Hi, I have a disability and chronic illnesses, I'm in my 40s, and I'm from the USA. It feels like I can't cope at all with my illness symptoms. I have had diagnosed chronic illnesses for many years, but in the last month, I developed a new illness, which is still undiagnosed. (I know what happened, but the doctors don't diagnose anything from it. I was injured from a medication that was forced on me: steroids. I have not been the same since getting them. Nearly died. That's another story.)

The issue the steroids caused is spreading and worsening each day. The symptoms change and compile on top of each other. I can't get help at the ER; they just discharge me after taking labs and a CT scan. They won't admit me, and I don't have any doctors that have hospital admission privileges. I have lost so much functionality, and I feel that time is/was of the essence to get diagnosed and treated, to prevent further damage or even death.

To be blunt, I truly feel like I'm in my final month or final few months of life, maybe even less than that. I have lost so much weight. They wouldn't even admit me when I told them I had not eaten in almost a month. A month of no food means I was essentially close to death. So, I tried to sign up for hospice, but I was able to eat the next day and ended up going onto palliative care instead. I still can hardly eat much, but at least I'm eating some. I think I'm getting about 700 calories per day. All through February I got about 100 calories per day, though. I was hardly able to drink and swallow liquids. After 3 days of no liquids you die. I was able to drink some but not enough to sustain life for much longer. Luckily now I can drink again, but not enough. I'm still dehydrated. They would not hydrate me because there's a shortage of saline bags and they have to ration them off. I understand. The bags have to go to their most critical patients, basically those who are literally dying. 

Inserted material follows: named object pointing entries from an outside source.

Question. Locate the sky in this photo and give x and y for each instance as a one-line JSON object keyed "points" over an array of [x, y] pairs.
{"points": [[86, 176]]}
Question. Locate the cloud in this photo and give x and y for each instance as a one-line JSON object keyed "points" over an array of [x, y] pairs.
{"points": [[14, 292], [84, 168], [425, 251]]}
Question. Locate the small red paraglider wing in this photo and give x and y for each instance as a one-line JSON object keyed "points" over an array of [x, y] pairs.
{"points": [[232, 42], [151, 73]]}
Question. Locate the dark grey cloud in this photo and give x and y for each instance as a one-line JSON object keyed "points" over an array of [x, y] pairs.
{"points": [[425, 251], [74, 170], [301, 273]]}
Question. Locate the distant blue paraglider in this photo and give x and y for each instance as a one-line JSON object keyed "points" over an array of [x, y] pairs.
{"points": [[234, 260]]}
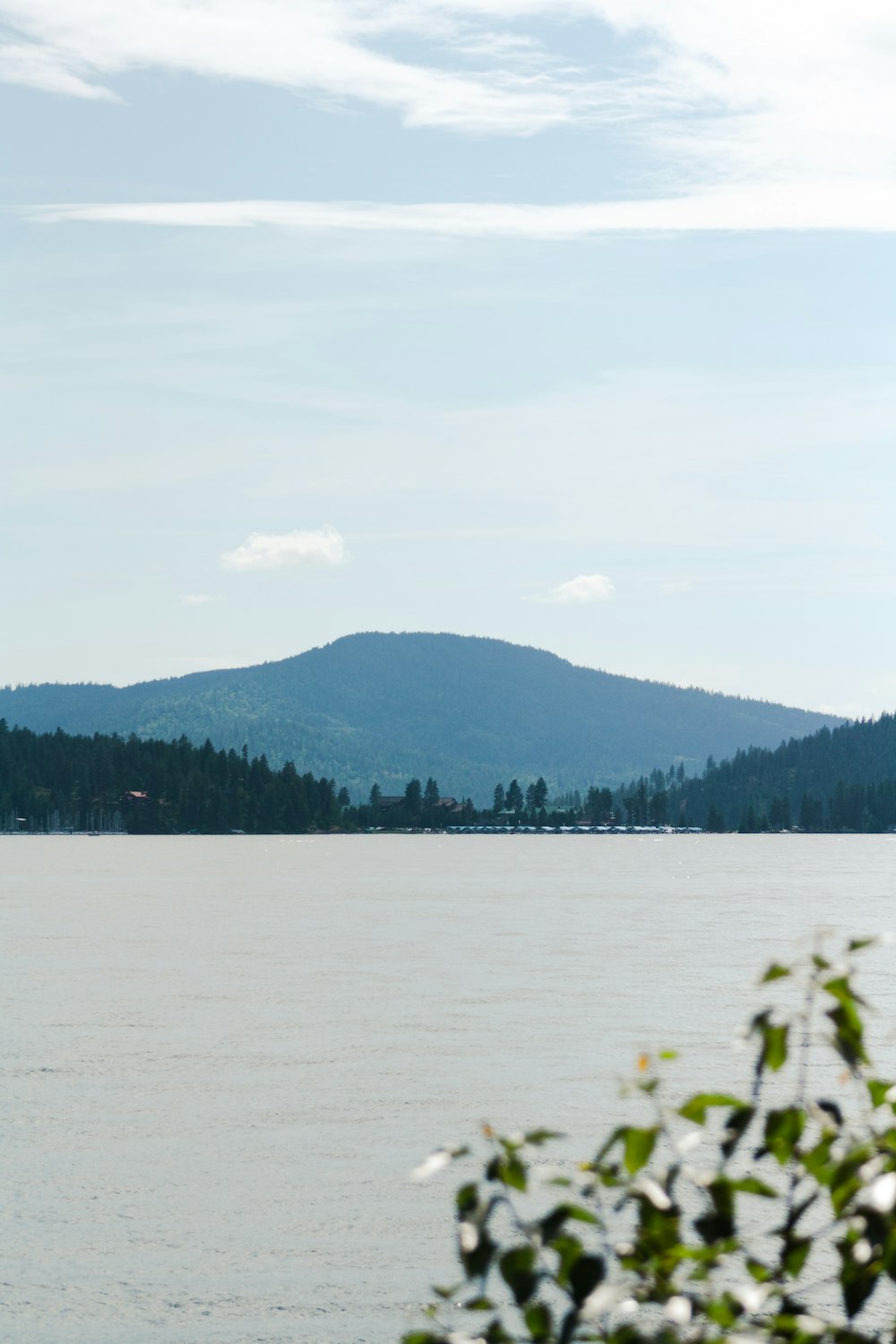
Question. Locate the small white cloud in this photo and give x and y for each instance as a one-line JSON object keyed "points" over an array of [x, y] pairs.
{"points": [[265, 551], [586, 588]]}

I can't continue to go to the ER because they'll send me home AND I'll end up catching more viruses / infections there. I became very immunocompromised last month, which showed in my labs. 

Anyway, right now, at this very second, I am in such a bad way physically, and I am just in so much pain and agony. The suffering is top level. I am near my max of what my body will handle. :( 
The worst part is that I can't get help at the hospital, as I said. Also, my outpatient doctors would take too long. I told my doctor I could not eat at all and she didn't offer any follow-up. I even told a gastro doctor that. He sent me for one test, for h.pylori. i didn't get the test yet. But it's not just my stomach. I've had issues through my entire body for years, but now there are new issues in the same organs... heart, brain, lungs, legs, arms, basically my entire body! My body is SO weak, and I don't have the strength, nutrients, fat reserves (very emaciated), caloric intake, or wellness to make any progress to at least return back to my baseline. My immune system isn't fighting anything off and I have so many viruses on top of each other as well as strep throat and a UTI spreading to my kidneys. I have bronchitis and getting over Covid, too. My migraines (pre-existing condition) are so severe. I have heart and lung issues (pre-existing). I have so much more... too much to get into here. 

Now I feel like I need to do some spiritual healing, but that's just grasping at straws. I'm a realist. I know what all this means. I'm in my final chapter of life, and it's very apparent. 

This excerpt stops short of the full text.